Le sevrage
Tout cela nous amène au sevrage qui, mené dans le respect de la maturité organique et affective du bébé (on ne sèvre pas de la même manière un bébé de un mois et un enfant de six mois), est une pièce maîtresse de son individuation. C’est quand il y a séparation des deux – mère et enfant – que l’enfant se sent « existable »… Au début de sa vie, il ne le peut pas longtemps, puis, au fur et à mesure qu’il grandit, plus longtemps. C’est dans la distance avec sa mère que les sensations du Moi-Peau, des limites, du contenant mémorisées à partir des différents échanges (soins, portage, alimentation…) lui permettront de se sentir soutenu en lui-même pendant les sevrage et l’absence de la mère. Ce processus fonctionnera d’autant mieux que ces premières sensations auront été suffisantes et sécurisantes.
Du cordon lacté au lien symbolique
Comme nous l’avons vu ci-dessus, du cordon ombilical au cordon lacté, le lien à sa mère se tisse, lien de sang et de chair qui, tout au long du sevrage, se transmue en un lien symbolique qui rassemble et lie tous les objets (sensations, émotions, impressions) intériorisés par le nourrisson en un ensemble cohérent, entier et stable.
Imaginons au fil des jours des couches successives de sensations de sécurité, d’apaisement et le stabilité qui constitueraient un tapis de fond qui, dans les moments de distance qu’impose le sevrage, va être là et œuvrer à lui tout seul pour soutenir le nourrisson.
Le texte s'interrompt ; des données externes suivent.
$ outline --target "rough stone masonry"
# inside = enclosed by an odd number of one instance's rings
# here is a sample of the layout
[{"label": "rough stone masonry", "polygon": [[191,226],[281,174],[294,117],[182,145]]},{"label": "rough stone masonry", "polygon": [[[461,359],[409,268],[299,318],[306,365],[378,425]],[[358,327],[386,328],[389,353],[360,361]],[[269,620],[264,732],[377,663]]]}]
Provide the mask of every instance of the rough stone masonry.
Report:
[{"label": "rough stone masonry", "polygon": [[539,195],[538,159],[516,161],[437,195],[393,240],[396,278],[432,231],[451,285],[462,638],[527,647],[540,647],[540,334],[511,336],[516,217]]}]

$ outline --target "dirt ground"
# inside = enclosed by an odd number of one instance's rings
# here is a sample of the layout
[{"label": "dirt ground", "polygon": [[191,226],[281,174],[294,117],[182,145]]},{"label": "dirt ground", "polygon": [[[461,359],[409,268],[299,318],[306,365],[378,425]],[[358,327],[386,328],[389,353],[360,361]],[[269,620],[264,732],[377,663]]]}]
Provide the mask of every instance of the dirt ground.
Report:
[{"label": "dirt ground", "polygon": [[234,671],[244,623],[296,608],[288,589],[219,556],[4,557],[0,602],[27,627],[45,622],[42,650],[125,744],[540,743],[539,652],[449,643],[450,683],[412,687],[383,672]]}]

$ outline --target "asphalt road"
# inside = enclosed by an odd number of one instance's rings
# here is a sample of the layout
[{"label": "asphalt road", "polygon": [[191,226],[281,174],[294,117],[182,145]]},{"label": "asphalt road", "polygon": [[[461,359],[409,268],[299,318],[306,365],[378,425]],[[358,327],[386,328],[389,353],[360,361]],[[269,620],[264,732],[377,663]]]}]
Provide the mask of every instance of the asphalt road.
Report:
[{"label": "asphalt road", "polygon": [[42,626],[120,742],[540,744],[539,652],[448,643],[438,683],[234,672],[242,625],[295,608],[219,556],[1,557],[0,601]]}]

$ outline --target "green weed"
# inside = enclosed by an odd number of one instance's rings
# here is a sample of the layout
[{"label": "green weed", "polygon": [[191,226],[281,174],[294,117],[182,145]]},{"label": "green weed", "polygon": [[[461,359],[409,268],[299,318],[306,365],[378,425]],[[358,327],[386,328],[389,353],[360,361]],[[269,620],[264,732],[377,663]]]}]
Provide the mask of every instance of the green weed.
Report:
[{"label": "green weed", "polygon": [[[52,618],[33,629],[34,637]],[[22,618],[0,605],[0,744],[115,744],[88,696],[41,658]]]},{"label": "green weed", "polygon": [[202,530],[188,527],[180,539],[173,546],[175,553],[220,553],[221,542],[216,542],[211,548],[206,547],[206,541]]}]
Je fais référence à une mémoire et à une intelligence corporelles, toujours disponibles quoique mises en sourdine. Toutes sensations vécues, agréables ou désagréables, sont indélébiles.
Le sevrage du sein est une étape qui nécessite une préparation. Elle implique la notion du temps, c’est-à-dire prendre son temps pour sevrer son enfant. Au risque d’insister lourdement, le temps permet au bébé d’intégrer la séparation, d’amortir ses propres pulsions d’agressivité, de les réguler grâce aux temps de sécurité dans les bras de sa mère en alternance avec ceux de l’absence.